Rodic Davidson Architects are presently working on a number of vault renovations in Central London. Typically, planning and conservation policy supports such renovations, though the Local Planning Authorities do require that applications for Planning and Listed Building Consent are accompanied by a comprehensive Construction Method Statement prepared by a Chartered Engineer in order to ensure that the proposed works can be carried out successfully. It is also important to consider below ground services, as well as to ensure that all relevant Party Wall matters are properly agreed if underpinning or altering party structures form part of the work.
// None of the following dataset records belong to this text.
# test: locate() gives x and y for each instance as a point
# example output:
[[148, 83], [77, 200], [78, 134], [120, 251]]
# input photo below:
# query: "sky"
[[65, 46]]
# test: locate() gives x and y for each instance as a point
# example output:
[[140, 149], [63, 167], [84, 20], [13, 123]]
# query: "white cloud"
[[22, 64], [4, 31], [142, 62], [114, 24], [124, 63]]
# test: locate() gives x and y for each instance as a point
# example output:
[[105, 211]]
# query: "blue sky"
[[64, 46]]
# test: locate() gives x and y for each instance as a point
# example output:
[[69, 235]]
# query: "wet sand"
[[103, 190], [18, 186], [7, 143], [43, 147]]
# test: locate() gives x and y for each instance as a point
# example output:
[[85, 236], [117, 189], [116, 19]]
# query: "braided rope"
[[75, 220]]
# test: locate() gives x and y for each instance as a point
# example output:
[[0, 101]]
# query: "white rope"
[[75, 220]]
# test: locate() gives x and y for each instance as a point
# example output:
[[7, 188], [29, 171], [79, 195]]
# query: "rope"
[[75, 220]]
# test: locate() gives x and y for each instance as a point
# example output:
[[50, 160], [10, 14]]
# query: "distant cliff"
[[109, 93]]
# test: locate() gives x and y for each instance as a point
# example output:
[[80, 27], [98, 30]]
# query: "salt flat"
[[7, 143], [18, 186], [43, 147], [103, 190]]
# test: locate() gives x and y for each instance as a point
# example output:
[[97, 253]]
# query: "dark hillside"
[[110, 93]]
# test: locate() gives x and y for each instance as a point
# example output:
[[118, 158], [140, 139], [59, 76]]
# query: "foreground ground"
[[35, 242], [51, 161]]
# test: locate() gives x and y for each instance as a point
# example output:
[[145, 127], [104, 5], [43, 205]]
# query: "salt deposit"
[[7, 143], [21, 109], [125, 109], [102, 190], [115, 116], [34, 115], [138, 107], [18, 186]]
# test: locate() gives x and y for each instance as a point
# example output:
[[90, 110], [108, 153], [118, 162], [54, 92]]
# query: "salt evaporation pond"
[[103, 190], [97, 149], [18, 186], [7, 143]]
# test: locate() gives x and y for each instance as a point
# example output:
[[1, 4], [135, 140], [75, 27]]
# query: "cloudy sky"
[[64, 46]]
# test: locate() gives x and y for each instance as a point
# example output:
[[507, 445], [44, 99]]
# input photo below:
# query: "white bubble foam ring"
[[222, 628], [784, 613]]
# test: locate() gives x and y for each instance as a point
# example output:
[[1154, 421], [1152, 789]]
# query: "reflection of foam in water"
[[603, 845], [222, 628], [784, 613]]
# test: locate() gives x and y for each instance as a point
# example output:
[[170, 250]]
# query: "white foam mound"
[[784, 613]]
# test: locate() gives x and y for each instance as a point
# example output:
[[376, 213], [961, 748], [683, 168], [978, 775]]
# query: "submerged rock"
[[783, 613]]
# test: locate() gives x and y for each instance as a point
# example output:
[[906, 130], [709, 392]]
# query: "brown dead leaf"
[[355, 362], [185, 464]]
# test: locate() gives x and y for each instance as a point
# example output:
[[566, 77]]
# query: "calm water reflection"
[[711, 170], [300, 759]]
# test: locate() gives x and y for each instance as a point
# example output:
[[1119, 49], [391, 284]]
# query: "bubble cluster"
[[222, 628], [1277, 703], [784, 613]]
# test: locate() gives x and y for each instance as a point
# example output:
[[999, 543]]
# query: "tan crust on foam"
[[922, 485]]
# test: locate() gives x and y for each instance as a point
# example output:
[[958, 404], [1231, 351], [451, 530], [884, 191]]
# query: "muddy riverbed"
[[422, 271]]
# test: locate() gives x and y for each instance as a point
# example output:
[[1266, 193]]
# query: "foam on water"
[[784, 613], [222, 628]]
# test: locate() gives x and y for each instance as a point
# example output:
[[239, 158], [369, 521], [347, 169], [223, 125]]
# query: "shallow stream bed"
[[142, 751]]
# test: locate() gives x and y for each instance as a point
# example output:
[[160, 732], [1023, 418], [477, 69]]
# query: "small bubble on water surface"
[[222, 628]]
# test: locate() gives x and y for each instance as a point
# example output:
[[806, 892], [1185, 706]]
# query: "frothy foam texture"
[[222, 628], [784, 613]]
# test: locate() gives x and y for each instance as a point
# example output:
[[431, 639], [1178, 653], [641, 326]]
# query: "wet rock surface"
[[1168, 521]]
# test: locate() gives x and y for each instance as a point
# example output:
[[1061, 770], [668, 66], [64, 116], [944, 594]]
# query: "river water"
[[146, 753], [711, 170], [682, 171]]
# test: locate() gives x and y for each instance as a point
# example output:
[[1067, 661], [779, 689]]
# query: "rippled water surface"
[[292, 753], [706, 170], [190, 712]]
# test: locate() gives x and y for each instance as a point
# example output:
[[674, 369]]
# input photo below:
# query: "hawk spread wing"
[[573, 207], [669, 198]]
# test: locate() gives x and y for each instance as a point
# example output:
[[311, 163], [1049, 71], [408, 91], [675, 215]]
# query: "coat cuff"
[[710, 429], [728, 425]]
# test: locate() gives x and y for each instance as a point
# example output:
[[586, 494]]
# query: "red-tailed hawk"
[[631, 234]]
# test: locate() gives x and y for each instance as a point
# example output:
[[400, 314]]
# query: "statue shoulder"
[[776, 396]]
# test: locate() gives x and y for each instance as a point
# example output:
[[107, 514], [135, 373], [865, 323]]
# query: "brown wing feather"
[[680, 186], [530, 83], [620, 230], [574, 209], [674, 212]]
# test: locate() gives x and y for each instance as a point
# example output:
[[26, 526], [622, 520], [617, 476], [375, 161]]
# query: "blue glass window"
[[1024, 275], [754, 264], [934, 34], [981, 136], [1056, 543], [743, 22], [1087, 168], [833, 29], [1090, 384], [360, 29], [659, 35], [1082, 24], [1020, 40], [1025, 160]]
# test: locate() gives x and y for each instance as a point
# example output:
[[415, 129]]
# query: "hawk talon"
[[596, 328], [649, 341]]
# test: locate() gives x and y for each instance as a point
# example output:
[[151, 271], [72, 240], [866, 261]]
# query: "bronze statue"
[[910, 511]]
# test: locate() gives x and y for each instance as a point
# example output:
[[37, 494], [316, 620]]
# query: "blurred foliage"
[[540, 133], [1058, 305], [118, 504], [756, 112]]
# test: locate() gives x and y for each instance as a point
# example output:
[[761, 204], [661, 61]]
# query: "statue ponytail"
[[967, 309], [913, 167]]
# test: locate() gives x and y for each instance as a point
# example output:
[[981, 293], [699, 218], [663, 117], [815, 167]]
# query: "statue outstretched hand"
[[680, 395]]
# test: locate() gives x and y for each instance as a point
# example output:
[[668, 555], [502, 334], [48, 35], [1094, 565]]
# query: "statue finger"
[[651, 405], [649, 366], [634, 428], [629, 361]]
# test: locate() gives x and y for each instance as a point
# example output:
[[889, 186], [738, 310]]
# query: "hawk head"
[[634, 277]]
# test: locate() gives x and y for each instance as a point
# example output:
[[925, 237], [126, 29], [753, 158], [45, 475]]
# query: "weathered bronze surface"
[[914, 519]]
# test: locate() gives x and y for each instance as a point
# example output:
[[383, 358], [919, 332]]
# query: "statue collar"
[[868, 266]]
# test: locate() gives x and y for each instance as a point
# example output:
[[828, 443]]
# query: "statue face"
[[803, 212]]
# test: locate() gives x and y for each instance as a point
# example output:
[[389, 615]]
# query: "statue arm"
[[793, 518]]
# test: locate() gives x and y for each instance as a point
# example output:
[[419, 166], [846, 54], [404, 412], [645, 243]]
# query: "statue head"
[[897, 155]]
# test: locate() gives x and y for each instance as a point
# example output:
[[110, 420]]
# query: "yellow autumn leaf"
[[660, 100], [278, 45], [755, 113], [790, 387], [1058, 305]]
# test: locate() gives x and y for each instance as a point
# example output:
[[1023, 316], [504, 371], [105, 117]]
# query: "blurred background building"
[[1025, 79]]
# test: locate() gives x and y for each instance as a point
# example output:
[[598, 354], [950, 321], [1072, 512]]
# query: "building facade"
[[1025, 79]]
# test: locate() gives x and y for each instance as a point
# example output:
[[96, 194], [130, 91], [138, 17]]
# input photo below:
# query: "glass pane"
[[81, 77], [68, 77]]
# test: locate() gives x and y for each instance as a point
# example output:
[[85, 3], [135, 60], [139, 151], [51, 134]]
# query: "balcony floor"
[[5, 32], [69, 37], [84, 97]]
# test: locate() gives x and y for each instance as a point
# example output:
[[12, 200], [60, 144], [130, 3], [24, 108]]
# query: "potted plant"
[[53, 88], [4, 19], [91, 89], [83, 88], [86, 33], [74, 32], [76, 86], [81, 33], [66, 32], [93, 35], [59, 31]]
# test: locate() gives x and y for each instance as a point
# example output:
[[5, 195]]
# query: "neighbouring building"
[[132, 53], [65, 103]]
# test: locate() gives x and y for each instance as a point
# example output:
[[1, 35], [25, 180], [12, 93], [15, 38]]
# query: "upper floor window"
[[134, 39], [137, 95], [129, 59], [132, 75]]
Depending on existing conditions, and the intended end use of the restored vaults, waterproofing treatment to the wall linings and ceiling is likely to be necessary too.
More and more of our clients are seeking to make the most of these underutilized spaces, and, sensitively restored, lower ground floor front vaults can provide valuable additional space for utility rooms, pantries, bathrooms, wine stores, studies, and mechanical plant, freeing up room elsewhere in the main house for increased living space.